1. The Tribunal has referred to us the following two questions:
'1. Whether, on the facts and in the circumstances of the case, the Appellate Tribunal was right in directing the Appellate Assistant Commissioner to determine the discounted value of the assessee's. liability to pay gratuity based on actuarial valuation for the assessment years 1965-66 and 1966-67 and treat the same as a permissible deduction under Section 37(1) read with Section 40(a)(iv) of the Income-tax Act, 1961, even though the funds had not been approved by the Commissioner of Income-tax and the case was not covered by Section 36(1)(v) of the Act?

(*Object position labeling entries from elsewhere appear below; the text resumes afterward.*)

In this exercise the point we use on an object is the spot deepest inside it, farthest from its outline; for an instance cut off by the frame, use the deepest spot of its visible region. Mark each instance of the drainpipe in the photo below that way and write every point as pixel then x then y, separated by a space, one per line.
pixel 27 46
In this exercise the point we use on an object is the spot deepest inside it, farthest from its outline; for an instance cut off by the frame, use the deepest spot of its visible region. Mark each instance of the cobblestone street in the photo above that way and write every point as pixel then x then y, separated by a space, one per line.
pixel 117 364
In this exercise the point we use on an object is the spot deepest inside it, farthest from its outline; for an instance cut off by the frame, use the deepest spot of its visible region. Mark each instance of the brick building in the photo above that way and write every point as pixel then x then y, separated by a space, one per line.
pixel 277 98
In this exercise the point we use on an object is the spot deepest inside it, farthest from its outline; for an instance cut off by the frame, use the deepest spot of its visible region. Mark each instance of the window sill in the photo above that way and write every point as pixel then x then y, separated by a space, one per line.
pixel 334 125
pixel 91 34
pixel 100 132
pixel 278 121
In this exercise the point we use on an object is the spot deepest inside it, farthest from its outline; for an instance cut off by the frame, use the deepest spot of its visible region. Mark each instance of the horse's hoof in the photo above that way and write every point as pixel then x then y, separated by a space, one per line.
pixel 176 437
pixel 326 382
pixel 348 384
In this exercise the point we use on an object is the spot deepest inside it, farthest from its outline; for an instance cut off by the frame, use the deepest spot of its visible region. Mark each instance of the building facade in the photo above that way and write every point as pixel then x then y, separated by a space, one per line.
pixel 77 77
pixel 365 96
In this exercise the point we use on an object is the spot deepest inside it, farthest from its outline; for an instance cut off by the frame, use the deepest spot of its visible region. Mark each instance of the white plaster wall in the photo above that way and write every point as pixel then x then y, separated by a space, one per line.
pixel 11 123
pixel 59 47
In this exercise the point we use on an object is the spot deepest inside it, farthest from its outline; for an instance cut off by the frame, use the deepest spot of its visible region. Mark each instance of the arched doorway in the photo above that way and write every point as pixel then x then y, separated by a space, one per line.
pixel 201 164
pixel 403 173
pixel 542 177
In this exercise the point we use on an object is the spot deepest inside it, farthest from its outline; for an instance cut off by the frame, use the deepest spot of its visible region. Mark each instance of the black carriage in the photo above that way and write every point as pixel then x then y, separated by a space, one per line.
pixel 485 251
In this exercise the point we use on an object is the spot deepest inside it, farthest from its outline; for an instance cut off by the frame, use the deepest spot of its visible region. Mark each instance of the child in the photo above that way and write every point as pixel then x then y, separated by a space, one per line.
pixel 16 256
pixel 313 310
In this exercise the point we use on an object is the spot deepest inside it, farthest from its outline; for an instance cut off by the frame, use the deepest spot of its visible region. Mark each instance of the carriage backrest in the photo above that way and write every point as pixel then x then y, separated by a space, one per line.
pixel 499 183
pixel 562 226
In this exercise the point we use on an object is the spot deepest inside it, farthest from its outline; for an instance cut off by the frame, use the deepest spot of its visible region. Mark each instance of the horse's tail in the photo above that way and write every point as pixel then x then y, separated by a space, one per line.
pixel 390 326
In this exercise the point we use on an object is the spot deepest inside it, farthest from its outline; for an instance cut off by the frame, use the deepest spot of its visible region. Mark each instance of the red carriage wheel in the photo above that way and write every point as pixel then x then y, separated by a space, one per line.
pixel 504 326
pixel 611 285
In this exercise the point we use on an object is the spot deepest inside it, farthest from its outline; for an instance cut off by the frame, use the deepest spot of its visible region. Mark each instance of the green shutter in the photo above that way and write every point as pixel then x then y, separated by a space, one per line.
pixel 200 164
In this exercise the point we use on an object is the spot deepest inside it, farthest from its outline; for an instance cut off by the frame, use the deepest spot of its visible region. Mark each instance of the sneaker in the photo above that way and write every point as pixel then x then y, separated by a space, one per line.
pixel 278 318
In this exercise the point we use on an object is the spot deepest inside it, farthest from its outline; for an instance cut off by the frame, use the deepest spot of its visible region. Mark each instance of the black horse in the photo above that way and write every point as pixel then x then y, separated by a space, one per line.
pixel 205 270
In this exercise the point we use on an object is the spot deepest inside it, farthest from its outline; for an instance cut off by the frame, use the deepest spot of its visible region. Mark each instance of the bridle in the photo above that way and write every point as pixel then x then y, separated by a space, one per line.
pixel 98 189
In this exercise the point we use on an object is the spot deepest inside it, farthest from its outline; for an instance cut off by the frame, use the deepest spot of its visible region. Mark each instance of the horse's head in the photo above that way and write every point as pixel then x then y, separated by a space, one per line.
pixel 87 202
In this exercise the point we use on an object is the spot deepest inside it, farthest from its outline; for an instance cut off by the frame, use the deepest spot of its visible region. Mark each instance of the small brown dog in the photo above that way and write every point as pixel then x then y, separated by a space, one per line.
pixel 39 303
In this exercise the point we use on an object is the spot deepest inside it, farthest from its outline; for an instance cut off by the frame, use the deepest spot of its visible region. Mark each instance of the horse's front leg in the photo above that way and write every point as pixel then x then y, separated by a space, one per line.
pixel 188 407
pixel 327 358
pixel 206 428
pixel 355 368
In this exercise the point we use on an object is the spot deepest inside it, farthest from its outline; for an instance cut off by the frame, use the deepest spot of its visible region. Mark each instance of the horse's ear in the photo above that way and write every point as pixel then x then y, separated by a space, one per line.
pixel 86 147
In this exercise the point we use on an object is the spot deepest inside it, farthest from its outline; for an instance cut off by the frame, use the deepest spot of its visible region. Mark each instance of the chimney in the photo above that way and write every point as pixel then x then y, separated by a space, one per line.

2. Whether, on the facts and in the circumstances of the case, the assessee's claim for deduction of its contribution to the employees' gratuity funds amounting to Rs. 35,870, Rs. 33,454 and Rs. 37,290 for the assessment years 1967-68, 1968-69 and 1969-70, respectively, was admissible under Section 37(1) of the Income-tax Act, 1961, even though the fund had not been approved by the Commissioner of Income-tax as required under Section 36(1)(v) of the Act?'
2. In Madho Mahesh Sugar Mills Pvt. Ltd. v. Commissioner of Income-tax  92 ITR 503, this court held that where an assessee. maintains his accounts on the mercantile system, a liability already accrued, though to be discharged at a future date, would be a proper deduction while working out the profits and gains of his business, regard being had to the accepted principles of commercial practice and accountancy. The estimated liability of an assessee for payment of gratuity to its workers based on actuarial valuation is a permissible deduction. Such a liability is an ascertainable liability in praeseti though payable in; future.
3. This decision is directly applicable to the present case. In view of this decision, we answer the question referred to us in favour of the assessee and against the department The assessee will be entitled to costs which are assessed at Rs. 200.